Chez les Français, la situation apparaît contrastée. Le chiffre d’affaires consolidé du groupe Tereos s’est établi à 4,317 milliards d’euros (Mds€), en baisse de 4 % à taux de change courant et en hausse de 1 % à taux de change constant, par rapport aux 4,492 Mds€ de l’exercice 2019-2020. L’Ebitda ajusté consolidé est en nette amélioration. Il s’est élevé à 465 millions d’euros (M€), en hausse de 11 % à taux de change courant et de 29 % à taux de change constant par rapport aux 420 M€ de l’an dernier. « Cela provient notamment du redressement des prix du sucre européen, de l’amélioration des cours du sucre mondial et des prix de l’éthanol, de la campagne record au Brésil et des progrès opérationnels réalisés dans l’ensemble des divisions », a expliqué le 2 juin Gérard Clay, qui préside le groupe depuis décembre 2020. Le résultat net consolidé affiche, lui, une perte de 133 M€ pour l’exercice par rapport au profit de 24 M€ pour 2019-2020, impacté principalement par 76 M€ de dépréciations d’actifs. « Nos résultats sont en progrès mais en deçà de nos ambitions.

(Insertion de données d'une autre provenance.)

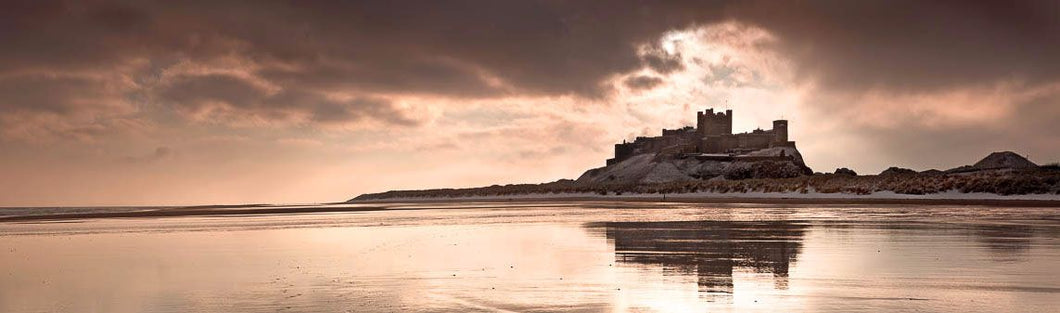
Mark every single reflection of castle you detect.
[603,221,807,293]
[607,108,795,166]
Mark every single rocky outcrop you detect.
[835,168,858,176]
[880,167,917,176]
[576,146,813,185]
[972,151,1038,170]
[946,151,1038,173]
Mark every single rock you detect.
[972,151,1038,171]
[835,168,858,176]
[880,167,917,176]
[946,151,1039,173]
[576,147,813,185]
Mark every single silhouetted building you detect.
[607,108,795,166]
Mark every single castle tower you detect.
[773,120,788,143]
[695,108,732,138]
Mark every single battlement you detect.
[607,108,795,166]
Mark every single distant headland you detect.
[350,108,1060,203]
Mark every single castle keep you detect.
[607,108,795,166]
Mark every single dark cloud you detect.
[156,74,421,126]
[0,0,1060,163]
[731,0,1060,92]
[122,146,174,163]
[0,1,1060,97]
[625,75,663,89]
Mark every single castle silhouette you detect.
[607,108,795,166]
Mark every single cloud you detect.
[122,146,174,163]
[156,74,422,126]
[625,75,663,89]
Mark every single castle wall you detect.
[695,108,732,138]
[607,108,795,166]
[773,120,788,142]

Ils sont insuffisants pour avoir un résultat positif hors éléments exceptionnels. Une société en cycles d’activité doit pouvoir affronter les bas de cycle grâce à un bilan solide, ce qui n’est pas le cas aujourd’hui », a reconnu Gwenaël Elies, le directeur financier du groupe Tereos.

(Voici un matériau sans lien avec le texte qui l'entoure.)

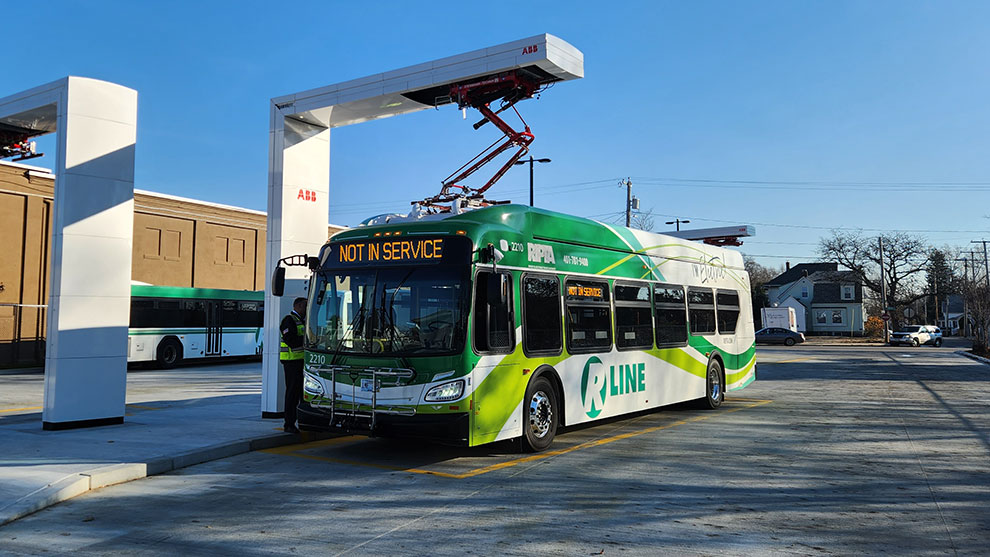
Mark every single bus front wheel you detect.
[523,377,559,452]
[157,338,182,369]
[698,358,725,410]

Le bilan est un peu plus positif du côté de Cristal Union. Pour sa première année avec deux sucreries en moins (Bourdon et Toury), le groupe présidé par Olivier De Bohan a vu son chiffre d’affaires progresser de 3,8 %, à 1,654 milliard d’euros sur l’exercice 2020-2021 clos au 31 janvier 2021, contre 1,594 Md€ un an plus tôt. Le résultat net est repassé au vert à 68,8 M€ contre une perte de 89 M€ un an plus tôt. L’Ebitda a connu une sensible progression sur un an, passant de 63 M€ à 201 M€ sur l’exercice 2020-2021. Le résultat d’exploitation est aussi repassé au vert, à 130 M€, contre une perte de 0,05 M€ sur 2019-2020. « Malgré une baisse de production de 30 % à cause de la jaunisse, nous renouons avec la rentabilité que nous avions durant la période des quotas », s’est félicité Xavier Astolfi, le directeur général adjoint de Cristal Union, lors de la présentation des résultats à la presse le 7 juin. Le groupe explique ses performances par des « coûts de production maîtrisés, liés à une optimisation industrielle et à une augmentation des cours du sucre, de l’alcool et du bioéthanol ».

Des sucriers encore fragiles

Au niveau européen, la tendance est également à l’amélioration, en particulier chez l’Allemand Nordzucker, qui voit son chiffre d’affaires et sa rentabilité progresser fortement. Son compatriote, Südzucker, propriétaire du Français Saint Louis Sucre, est parvenu à stabiliser son chiffre d’affaires, malgré une forte baisse de sa production de sucre, liée à la fermeture de plusieurs de ses usines en Europe, dont deux en France (Cagny et Eppeville). La perte nette de sa branche sucre reste élevée mais diminue : -296 M€ contre -319 M€. Cette contre-performance est compensée par sa division de produits spéciaux (pizzas et amidon) qui devient la première activité du groupe devant le sucre. Mais cela n’empêche pas le groupe d’afficher un résultat net encore dans le rouge, à -36 M€ contre – 55 M€ un an plus tôt. Du côté des Pays-Bas, Cosun affiche une activité globale stable, malgré une production et un chiffre d’affaires sur l’activité sucre en hausse. Le groupe n’a pas pu profiter pleinement de cette embellie à cause de sa division transformation de pommes de terre. Cette dernière a essuyé une forte chute de son activité à cause de la crise sanitaire.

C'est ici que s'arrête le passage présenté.